First, let me say that Nick impressed me as a very bright, resourceful
and dedicated individual who cared a great deal about improving our
quality of life by applying his skills and knowledge. Nick not only
possessed the necessary physical ability and stamina to do the job, but
had also studied engineering at Drexel, Penn, and Cornell, so I felt very
comfortable letting him handle our work. I knew that he wanted to grow
his own business, and I felt obligated to give him that opportunity.
He had all sorts of ideas to bring technology to less-developed
parts of the world, including a concrete tower which could be
fabricated in remote parts of the world using locally-
available materials, thus avoiding the problems of shipping steel in the
absence of a good transportation network.

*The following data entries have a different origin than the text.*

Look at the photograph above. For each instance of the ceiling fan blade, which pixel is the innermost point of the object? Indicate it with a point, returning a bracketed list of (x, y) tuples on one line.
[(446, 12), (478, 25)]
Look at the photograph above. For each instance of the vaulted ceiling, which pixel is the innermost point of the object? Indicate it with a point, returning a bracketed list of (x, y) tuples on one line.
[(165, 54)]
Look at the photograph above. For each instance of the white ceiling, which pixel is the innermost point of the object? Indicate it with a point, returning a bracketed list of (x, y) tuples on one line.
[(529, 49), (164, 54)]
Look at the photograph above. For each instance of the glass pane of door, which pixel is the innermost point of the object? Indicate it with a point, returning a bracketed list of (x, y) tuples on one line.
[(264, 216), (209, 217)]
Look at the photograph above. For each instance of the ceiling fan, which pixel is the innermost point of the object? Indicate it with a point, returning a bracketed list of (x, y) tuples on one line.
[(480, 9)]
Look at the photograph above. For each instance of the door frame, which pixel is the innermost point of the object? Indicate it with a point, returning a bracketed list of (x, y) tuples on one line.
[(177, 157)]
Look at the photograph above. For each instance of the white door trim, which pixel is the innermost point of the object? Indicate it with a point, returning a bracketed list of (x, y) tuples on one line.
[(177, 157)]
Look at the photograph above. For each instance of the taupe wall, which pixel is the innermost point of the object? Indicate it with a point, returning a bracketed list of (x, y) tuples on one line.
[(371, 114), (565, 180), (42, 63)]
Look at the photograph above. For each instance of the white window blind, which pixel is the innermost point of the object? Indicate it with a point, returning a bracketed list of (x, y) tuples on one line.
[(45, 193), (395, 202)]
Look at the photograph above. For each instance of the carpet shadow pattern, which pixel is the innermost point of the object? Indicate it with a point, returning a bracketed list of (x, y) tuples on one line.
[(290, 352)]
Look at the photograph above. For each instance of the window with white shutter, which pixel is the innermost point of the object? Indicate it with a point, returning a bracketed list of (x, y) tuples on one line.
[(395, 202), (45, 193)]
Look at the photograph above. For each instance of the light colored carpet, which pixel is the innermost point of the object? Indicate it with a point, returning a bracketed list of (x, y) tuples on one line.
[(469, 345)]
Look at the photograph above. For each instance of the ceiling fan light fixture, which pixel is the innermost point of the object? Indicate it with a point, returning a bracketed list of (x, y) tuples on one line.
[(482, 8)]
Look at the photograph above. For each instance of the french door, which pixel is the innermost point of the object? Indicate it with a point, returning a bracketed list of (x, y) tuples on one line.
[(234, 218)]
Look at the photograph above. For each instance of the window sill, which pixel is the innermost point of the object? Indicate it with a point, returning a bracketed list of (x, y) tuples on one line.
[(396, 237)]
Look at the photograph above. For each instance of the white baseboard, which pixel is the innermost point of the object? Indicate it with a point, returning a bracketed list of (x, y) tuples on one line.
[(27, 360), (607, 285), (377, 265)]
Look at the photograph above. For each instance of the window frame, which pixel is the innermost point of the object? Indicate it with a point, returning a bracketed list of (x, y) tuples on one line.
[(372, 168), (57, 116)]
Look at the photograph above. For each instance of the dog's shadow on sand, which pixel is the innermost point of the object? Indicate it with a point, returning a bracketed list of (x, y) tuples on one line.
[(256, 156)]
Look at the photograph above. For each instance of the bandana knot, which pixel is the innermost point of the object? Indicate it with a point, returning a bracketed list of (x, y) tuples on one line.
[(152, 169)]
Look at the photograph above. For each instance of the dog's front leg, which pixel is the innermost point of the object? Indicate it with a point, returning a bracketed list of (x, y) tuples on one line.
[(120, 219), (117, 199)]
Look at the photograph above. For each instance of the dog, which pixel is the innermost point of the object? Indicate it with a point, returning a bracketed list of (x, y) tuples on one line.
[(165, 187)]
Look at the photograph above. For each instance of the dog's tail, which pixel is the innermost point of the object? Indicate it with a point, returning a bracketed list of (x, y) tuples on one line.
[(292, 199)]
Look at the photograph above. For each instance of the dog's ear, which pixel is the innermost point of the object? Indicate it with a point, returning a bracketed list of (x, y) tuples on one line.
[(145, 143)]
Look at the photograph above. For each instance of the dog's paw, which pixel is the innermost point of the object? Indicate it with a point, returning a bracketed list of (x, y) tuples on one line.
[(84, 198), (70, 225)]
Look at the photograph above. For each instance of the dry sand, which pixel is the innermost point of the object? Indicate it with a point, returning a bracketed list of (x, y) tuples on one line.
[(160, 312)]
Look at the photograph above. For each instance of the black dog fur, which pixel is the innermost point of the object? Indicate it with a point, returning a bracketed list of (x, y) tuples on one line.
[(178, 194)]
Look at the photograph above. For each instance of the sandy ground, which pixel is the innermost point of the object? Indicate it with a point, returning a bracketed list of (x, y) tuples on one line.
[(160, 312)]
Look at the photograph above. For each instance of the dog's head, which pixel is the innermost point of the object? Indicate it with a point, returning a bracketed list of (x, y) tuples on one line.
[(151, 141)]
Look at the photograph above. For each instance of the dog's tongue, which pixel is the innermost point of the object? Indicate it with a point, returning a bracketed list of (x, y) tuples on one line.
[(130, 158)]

In fact, at last year's PAB Engineering Conference in Hershey, he and his
father (who served as business manager of the company) displayed a
prototype modular structure called "Bovl Blocks", made of interlocking
concrete blocks that could be cast on site, then stacked to the desired
height. He thought this product would be particularly useful in the
African interior, where cellular networks are just beginning to be built
Why did he go to Iraq?
He was aware that some towers were damaged last year during bombing
missions, and many more had been looted... copper lines removed,
diagonal members taken out, etc. Few obstruction lighting systems were
functional -- he mentioned an 800 foot tower two miles from an airport
(used by our military) that was totally dark. So he first went over in
December to see if he could help to assist in the reconstruction, restore
Iraq's broadcast services, and repair the serious structural damage that
endangered the lives of their citizens.
I received the following email message from Nick in early January:
I am taking photos - where allowed. It's actually pretty sad - I just
got off one of two 320 meter monster towers in Abu Gharib (also home to
the main political prison) which use to support most of Baghdad area's
VHF and UHF. Both have been badly looted, including 4000 feet or more of
flexible 6- 1/8" heliax, two full 12X4 panel TV antennas, and even some
structural members. I was also in the North as I mentioned, but here
there wasn't as much damage. I'll definitely share some of these pix
with you and others next time I'm in the area - I'd love to put together
a little presentation for SBE or PAB in about six monthes after I've been
on every site and fixed some of them.
He returned to Philadelphia in late January to catch up on some
domestic business -- then in early February, tackled an antenna
replacement job at our aux site, which he had quoted last summer.
This proved to be more complicated than either of us had first assumed (a
three-bay DA with two vertical and four horizontal parasites per bay) but
he honored his original quote. The work took place in sub- zero
windchills... my feet were getting plenty cold just standing out in the
cornfield as we aligned the azimuth, it must have been brutal up on the
tower, but he took it in stride.
After Nick completed assembly and we purged the system, I ran the
pressure up to 5 PSI and closed the valve on the nitrogen tank. I came
out at 4:30 AM the next morning to run some power into the new antenna,
and as the transmitter ramped up to full output, I saw *zero* reflected.
(I tapped the meter to make sure it wasn't stuck!)
We had a perfect installation, no split or missing bullets, etc. And I
haven't seen *any* pressure loss since then (actually, the gage reads
between 7 and 8 now, due to the warmer weather.)
I knew that Nick was planning to return to Irag in March, but hadn't heard
any word from him over the past two months, which had me concerned. Then
I received the message from his parents (which Stu Engelke posted here
last week) and my heart sunk. I was at lunch yesterday when the news
broke about his brutal murder, and I was devastated.
If you've been following all sides of this story, you may have read
that his parents did not receive much cooperation from OUR Federal
Government when trying to learn his whereabouts, which is very
disturbing. He had reportedly booked a March 30 flight back to New
York, but missed it because he had been detained by our military.
Today's "spin" on the story is that they told him to get out, but I'm not
Let's keep his family in our thoughts and prayers. Our industry (and
humanity) has lost a very fine person.